Randy escapes the lonely existence of his mobile home playing Nintendo and indulging in mock wrestling matches with younger neighborhood boys who look up to him, yet are starting to move out of his life as they too grow older.
Driving into town in an older model van, which sports a haunting play-action figure of "The Ram" on the dashboard and serves as a home when he comes up short on his monthly rent, he routinely checks in with his old wrestling buddies and promoters who continue to book his matches and treat him with the respect of a tribal brother and a champion wrestler.
The one thing that keeps the man and person inside of Randy going is a relationship that he has developed with a beautiful yet aging stripper, Cassidy, who is astonishingly played by Marisa Tomei.
Although the relationship is deferential and built upon a surface-like attraction, the two have one thing in common - their ability to make a living through pleasing others with their bodies - which is the mask they conceals their real identities with which neither of them is in touch.
Randy and Cassidy's relationship is central to the film. Randy, who is one of Cassidy's paying customers and a regular at the striptease joint where she does her acts, wants to be as her amorous friend.
In an early scene, Randy reveals his feelings for Marisa through a semi-protective, aggressive reaction where he reaches out to protect her from the belittling comments of a younger group of guys who taunt her about her age as she cajoles them into a lap dance.
Cassidy responds with a terse tension that lets us know she views Randy as a paying client rather than a potential boyfriend.
Eventually we get subtle glimpses into Cassidy's more vulnerable feelings when she drops her professional guard and agrees to meet Randy outside of her workplace for just one beer only.
In the bar, the two unwind into a sensuous embrace and a lingering kiss that heightens Cassidy's tension. She reacts by gulping down her beer as quickly as possible and running haplessly out of the bar. Signaling her resolve to Randy, he views her feminine wiles and tough exterior with even more attraction.
The relationship evolves through a series of ups and downs where Cassidy retains a stiff upper lip as she resists Randy's blithe romantic approaches.
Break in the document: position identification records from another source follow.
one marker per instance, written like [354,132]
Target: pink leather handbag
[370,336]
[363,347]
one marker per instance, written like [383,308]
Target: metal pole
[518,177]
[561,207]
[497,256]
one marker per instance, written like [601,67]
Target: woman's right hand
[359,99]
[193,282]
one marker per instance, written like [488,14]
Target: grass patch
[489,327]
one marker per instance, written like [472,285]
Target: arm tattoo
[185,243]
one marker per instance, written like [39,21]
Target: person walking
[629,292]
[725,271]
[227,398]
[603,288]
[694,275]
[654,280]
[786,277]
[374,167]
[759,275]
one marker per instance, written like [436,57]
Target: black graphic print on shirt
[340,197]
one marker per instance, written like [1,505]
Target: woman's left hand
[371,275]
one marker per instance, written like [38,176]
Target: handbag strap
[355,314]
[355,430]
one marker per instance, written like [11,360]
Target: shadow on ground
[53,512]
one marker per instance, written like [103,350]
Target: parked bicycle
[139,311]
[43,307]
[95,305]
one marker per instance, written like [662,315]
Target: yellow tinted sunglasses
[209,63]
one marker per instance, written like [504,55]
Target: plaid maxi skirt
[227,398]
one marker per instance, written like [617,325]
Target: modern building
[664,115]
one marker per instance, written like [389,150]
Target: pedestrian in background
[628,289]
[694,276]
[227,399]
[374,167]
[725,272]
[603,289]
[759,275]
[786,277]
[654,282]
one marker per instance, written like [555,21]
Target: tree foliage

With unconvincing arguments that support her role as a working woman and a mother with important responsibilities at home, Randy cunningly works his way into her heart, giving up his dashboard toy figure of "The Ram" to her son.
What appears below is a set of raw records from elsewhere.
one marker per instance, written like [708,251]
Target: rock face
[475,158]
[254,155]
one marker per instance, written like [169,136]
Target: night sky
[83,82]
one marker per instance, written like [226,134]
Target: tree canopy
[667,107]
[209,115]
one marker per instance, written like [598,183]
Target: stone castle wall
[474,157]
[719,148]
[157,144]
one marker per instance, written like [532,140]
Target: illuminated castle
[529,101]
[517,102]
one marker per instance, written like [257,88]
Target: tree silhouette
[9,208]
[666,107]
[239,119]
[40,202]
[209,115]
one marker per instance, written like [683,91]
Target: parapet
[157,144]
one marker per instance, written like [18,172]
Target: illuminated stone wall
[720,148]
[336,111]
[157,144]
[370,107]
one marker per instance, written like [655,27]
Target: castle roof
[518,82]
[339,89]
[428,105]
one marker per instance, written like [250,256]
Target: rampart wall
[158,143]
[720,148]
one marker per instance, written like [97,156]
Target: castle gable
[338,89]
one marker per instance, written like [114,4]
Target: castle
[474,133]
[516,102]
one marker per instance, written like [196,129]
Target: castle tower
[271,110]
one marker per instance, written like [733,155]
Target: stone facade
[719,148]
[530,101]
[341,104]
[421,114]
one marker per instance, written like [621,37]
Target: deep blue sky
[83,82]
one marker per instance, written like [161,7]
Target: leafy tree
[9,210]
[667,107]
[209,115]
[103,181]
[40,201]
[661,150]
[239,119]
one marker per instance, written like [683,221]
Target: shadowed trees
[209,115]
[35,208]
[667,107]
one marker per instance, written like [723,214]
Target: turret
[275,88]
Through his daughter, played by Evan Rachel Wood, we glimpse Randy's past as a series of bridges that he burned years ago.
It is not until after Randy suffers a serious heart attack and turns to Cassidy for help that she removes herself as a potential intimate, insisting that he reach out to his own family and only kin, his estranged daughter.
Again, he does not hear her deeper message. His false hopes are reinforced when Marisa, in an act of kindness, offers to meet him and help select a gift for his daughter's birthday.
The daughter, Stephanie Robinson, who attends college and lives with her girlfriend, is a striking young woman played by Evan Rachel Wood.
Through her, we glimpse Randy's past as a series of bridges that he burned years ago. She is unwilling at first to accept him back into her life, faulting him with the fact that he was not there for her when she needed him.
With warm brown eyes and elegant charm, he woos her back into his life like a knight in shining armor and a voice as sweet and gentle as a prince who comes bearing gifts.
But with little patience left on her side, Randy is just one poorly timed mistake away from losing his daughter when he gets caught up in a highly sensual escapade with a young blonde and forgets to keep his dinner date with his daughter.
Randy decides to step back into the ring
Frustrated and heartbroken by the rejections of his daughter and Cassidy, the latter of whom he thwarts during a heated argument, Randy lets on no self-pity or no feelings of remorse that might indicate a possible crack in the thick armor of his wrestling mentality. He reverses his decision to retire and decides to enter the ring once more.
Pulling out the stops, Randy defies his doctor's orders never to wrestle again when he agrees to fight his 1980s arch-nemesis, "The Ayatollah" in the larger venue of a wrestling arena that could serve as his ticket back into stardom.
Primed, pumped and prideful, Randy enters the arena like a god in full wrestling regalia. Drama runs strong as Randy is transformed through the sounds of a cheering audience and thunderous applause.
As he nears the ring, he is completely transfixed as if in a daze of past moments that he revisits with each step.
Nothing can stop his headlong rush into destiny, not even the unexpected arrival of Cassidy, who rushes to his side in a show of love and friendship, begging him not to wrestle and reminding him of his ill health.
Even she is too late, though, and nothing can stop Randy now from his final redemption, where he boldly confronts either his resurrection or certain death as Randy "The Ram" Robinson, the only person he will ever be.